23/10/09

"Caminharei sem sombra pelos poços da noite "

Rodrigo Petronio e um casal amigo no dia do lançamento do livro aqui referido.

"Enterrem minha alma em algum lugar sem luz"

Enterrem minha alma em algum lugar sem luz.
Caminharei sem sombra pelos poços da noite entre galhos retorcidos e o ar escasso.
Pergaminho vivo, serei feliz sem nome, rosa túmida avessa ao ser,
Pela própria aniquilação embriagada.
Respirarei o espaço e as estrelas apagadas que unificam minha carne.
Não quero testemunhas. Livrem-se do meu cadáver.
O rebentar de uma só flor já me basta de homenagem.
Que todos os olhos se ceguem e todas as mãos sejam ceifadas.
E eu mastigado pela água em seu ranger de líquidos estalos.
O relógio das casas e sua oração de sinos quebrados.
Meu dorso não suporta o chicote de seus salmos.
À hora grave o sol engole todas essas planícies sem memória.
E somos tocados pela brisa delicada dos mortos.

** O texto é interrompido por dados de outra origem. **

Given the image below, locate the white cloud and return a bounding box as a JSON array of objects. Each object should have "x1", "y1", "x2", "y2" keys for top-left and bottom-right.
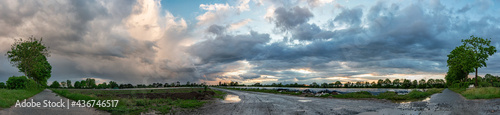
[
  {"x1": 228, "y1": 19, "x2": 252, "y2": 30},
  {"x1": 196, "y1": 0, "x2": 250, "y2": 25}
]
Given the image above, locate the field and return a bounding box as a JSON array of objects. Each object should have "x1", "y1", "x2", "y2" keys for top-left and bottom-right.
[
  {"x1": 225, "y1": 88, "x2": 444, "y2": 102},
  {"x1": 450, "y1": 87, "x2": 500, "y2": 99},
  {"x1": 0, "y1": 89, "x2": 43, "y2": 108},
  {"x1": 52, "y1": 88, "x2": 225, "y2": 114}
]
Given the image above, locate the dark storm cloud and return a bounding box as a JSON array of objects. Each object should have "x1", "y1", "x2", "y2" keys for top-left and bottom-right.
[
  {"x1": 192, "y1": 2, "x2": 499, "y2": 80},
  {"x1": 333, "y1": 8, "x2": 363, "y2": 26},
  {"x1": 0, "y1": 0, "x2": 500, "y2": 84},
  {"x1": 188, "y1": 28, "x2": 271, "y2": 64},
  {"x1": 457, "y1": 4, "x2": 471, "y2": 13},
  {"x1": 273, "y1": 6, "x2": 314, "y2": 30},
  {"x1": 291, "y1": 23, "x2": 334, "y2": 41},
  {"x1": 207, "y1": 25, "x2": 226, "y2": 35}
]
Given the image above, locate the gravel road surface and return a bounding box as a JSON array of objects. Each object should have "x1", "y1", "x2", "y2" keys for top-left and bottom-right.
[
  {"x1": 180, "y1": 88, "x2": 398, "y2": 115},
  {"x1": 0, "y1": 89, "x2": 109, "y2": 115}
]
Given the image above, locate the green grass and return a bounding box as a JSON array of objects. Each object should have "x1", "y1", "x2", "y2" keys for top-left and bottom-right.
[
  {"x1": 451, "y1": 87, "x2": 500, "y2": 99},
  {"x1": 0, "y1": 89, "x2": 43, "y2": 108},
  {"x1": 225, "y1": 88, "x2": 444, "y2": 102},
  {"x1": 52, "y1": 88, "x2": 225, "y2": 114}
]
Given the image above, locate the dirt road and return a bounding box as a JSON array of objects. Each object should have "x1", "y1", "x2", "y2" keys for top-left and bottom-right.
[
  {"x1": 181, "y1": 88, "x2": 398, "y2": 115},
  {"x1": 184, "y1": 88, "x2": 500, "y2": 115},
  {"x1": 0, "y1": 89, "x2": 109, "y2": 115}
]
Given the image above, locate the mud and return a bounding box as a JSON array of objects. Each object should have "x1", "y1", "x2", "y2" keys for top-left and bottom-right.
[{"x1": 182, "y1": 88, "x2": 500, "y2": 115}]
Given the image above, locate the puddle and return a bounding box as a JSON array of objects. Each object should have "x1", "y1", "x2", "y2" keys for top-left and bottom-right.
[
  {"x1": 298, "y1": 100, "x2": 312, "y2": 102},
  {"x1": 222, "y1": 95, "x2": 241, "y2": 103}
]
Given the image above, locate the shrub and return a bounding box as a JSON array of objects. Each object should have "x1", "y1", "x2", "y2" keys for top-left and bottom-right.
[
  {"x1": 50, "y1": 81, "x2": 61, "y2": 88},
  {"x1": 26, "y1": 79, "x2": 43, "y2": 89},
  {"x1": 408, "y1": 90, "x2": 429, "y2": 99},
  {"x1": 0, "y1": 82, "x2": 7, "y2": 89},
  {"x1": 7, "y1": 76, "x2": 28, "y2": 89}
]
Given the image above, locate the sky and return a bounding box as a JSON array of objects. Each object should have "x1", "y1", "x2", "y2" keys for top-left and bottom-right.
[{"x1": 0, "y1": 0, "x2": 500, "y2": 85}]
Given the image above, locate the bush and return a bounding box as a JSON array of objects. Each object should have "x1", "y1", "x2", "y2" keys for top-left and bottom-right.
[
  {"x1": 7, "y1": 76, "x2": 28, "y2": 89},
  {"x1": 0, "y1": 82, "x2": 7, "y2": 89},
  {"x1": 50, "y1": 81, "x2": 61, "y2": 88},
  {"x1": 460, "y1": 87, "x2": 500, "y2": 99},
  {"x1": 26, "y1": 79, "x2": 43, "y2": 89}
]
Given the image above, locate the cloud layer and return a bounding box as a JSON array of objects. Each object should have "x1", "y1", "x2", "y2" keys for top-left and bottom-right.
[{"x1": 0, "y1": 0, "x2": 500, "y2": 84}]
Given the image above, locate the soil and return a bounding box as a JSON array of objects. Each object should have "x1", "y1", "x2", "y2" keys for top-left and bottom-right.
[{"x1": 104, "y1": 91, "x2": 215, "y2": 100}]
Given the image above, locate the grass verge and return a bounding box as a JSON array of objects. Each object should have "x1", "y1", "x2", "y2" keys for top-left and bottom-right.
[
  {"x1": 0, "y1": 89, "x2": 43, "y2": 108},
  {"x1": 224, "y1": 88, "x2": 444, "y2": 102},
  {"x1": 450, "y1": 87, "x2": 500, "y2": 99},
  {"x1": 52, "y1": 88, "x2": 224, "y2": 114}
]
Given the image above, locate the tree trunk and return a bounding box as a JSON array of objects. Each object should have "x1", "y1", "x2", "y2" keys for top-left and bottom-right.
[{"x1": 474, "y1": 67, "x2": 477, "y2": 87}]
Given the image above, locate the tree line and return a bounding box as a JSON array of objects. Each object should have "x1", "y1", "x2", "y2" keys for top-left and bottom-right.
[
  {"x1": 49, "y1": 78, "x2": 206, "y2": 89},
  {"x1": 227, "y1": 79, "x2": 446, "y2": 88}
]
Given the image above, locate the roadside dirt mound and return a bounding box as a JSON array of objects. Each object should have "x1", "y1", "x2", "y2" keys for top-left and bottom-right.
[{"x1": 115, "y1": 91, "x2": 215, "y2": 100}]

Não há guerra nem renovação neste mundo limpo.
Não há nada mais sujo do que uma pessoa honrada.
Todos estão do lado da beleza. Todos estão salvos.
Vítimas se multiplicam e não há algozes entre estes ratos.
Senhor, dá-me teu doce flagelo.
Concede-me a honra de ser dentre os assassinos o mais baixo.
Para que a ferida expila o seu fruto sobre a relva.
E nos desperte do sono miserável de nossas obras e nossos quartos.

Só tu, terra devastada que espelha o céu.
Só tu, oásis, beleza sepultada de Deus, onde brotam rosas violentas.
Só tu podes redimir nossa pobreza.
Na decomposição de minhas células serei salvo finalmente.
Aquieta-te, deusa primeira.
E bebe este vaso de sangue em teus poros.
Dá-me o halo de tua glória, celeste, miserável.

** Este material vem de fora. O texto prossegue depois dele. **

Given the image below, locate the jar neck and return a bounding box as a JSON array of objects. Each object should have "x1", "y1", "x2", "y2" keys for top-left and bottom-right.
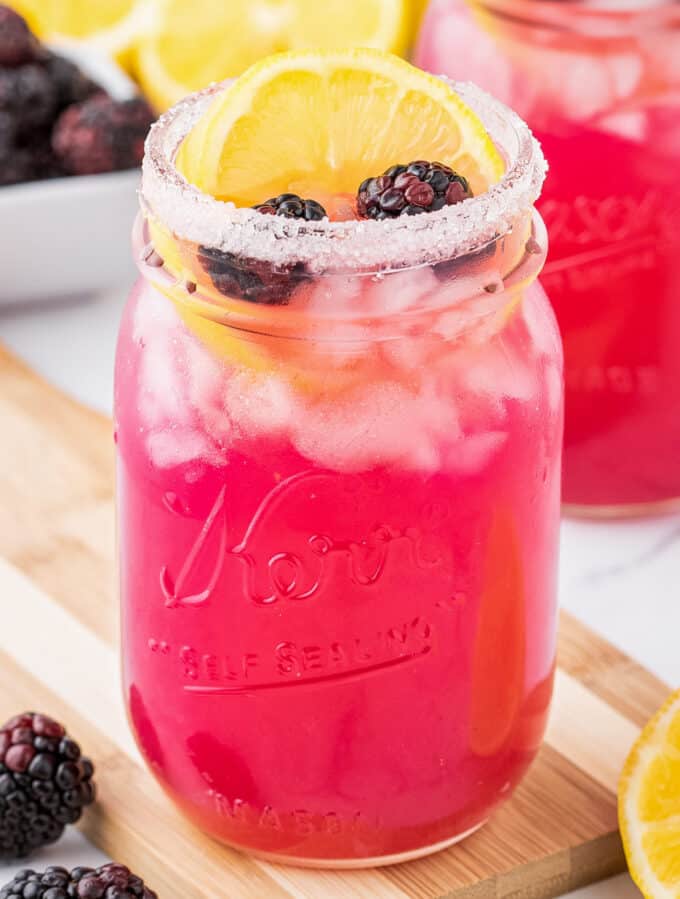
[{"x1": 133, "y1": 209, "x2": 547, "y2": 342}]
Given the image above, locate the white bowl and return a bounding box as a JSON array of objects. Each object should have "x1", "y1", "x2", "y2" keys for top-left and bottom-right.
[{"x1": 0, "y1": 45, "x2": 140, "y2": 304}]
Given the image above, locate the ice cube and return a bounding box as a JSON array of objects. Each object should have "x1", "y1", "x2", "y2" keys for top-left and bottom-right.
[
  {"x1": 137, "y1": 338, "x2": 190, "y2": 428},
  {"x1": 459, "y1": 335, "x2": 538, "y2": 402},
  {"x1": 361, "y1": 265, "x2": 441, "y2": 316},
  {"x1": 598, "y1": 110, "x2": 648, "y2": 144},
  {"x1": 146, "y1": 427, "x2": 223, "y2": 468},
  {"x1": 293, "y1": 382, "x2": 459, "y2": 471},
  {"x1": 604, "y1": 53, "x2": 644, "y2": 100},
  {"x1": 223, "y1": 371, "x2": 296, "y2": 436},
  {"x1": 446, "y1": 431, "x2": 508, "y2": 475}
]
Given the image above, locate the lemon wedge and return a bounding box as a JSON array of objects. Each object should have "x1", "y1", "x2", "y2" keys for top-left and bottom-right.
[{"x1": 619, "y1": 691, "x2": 680, "y2": 899}]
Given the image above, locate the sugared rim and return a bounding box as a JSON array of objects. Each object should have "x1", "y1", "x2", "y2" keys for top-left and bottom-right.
[{"x1": 141, "y1": 82, "x2": 547, "y2": 272}]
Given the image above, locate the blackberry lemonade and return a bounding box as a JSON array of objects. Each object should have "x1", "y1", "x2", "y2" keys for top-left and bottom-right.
[
  {"x1": 116, "y1": 51, "x2": 562, "y2": 866},
  {"x1": 416, "y1": 0, "x2": 680, "y2": 515}
]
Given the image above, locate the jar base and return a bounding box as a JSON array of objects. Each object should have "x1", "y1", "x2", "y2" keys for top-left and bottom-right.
[
  {"x1": 235, "y1": 818, "x2": 488, "y2": 871},
  {"x1": 562, "y1": 497, "x2": 680, "y2": 520}
]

Rodrigo Petronio In "Venho de um país selvagem", Topbooks Editora,
Rio de Janeiro, 2009, pp 43 - 44.


Notas:
- esta obra ganhou o Prémio Nacional "Academia de Letras da Bahia/ Braskem 2007".
- optei, como ilustração, por uma foto do próprio lançamento, mas guardando aquelas em que o autor está com Maiara Gouveia para quando postar textos desta última. As fotografias que encontrei na net pareceram-me bem mais antigas.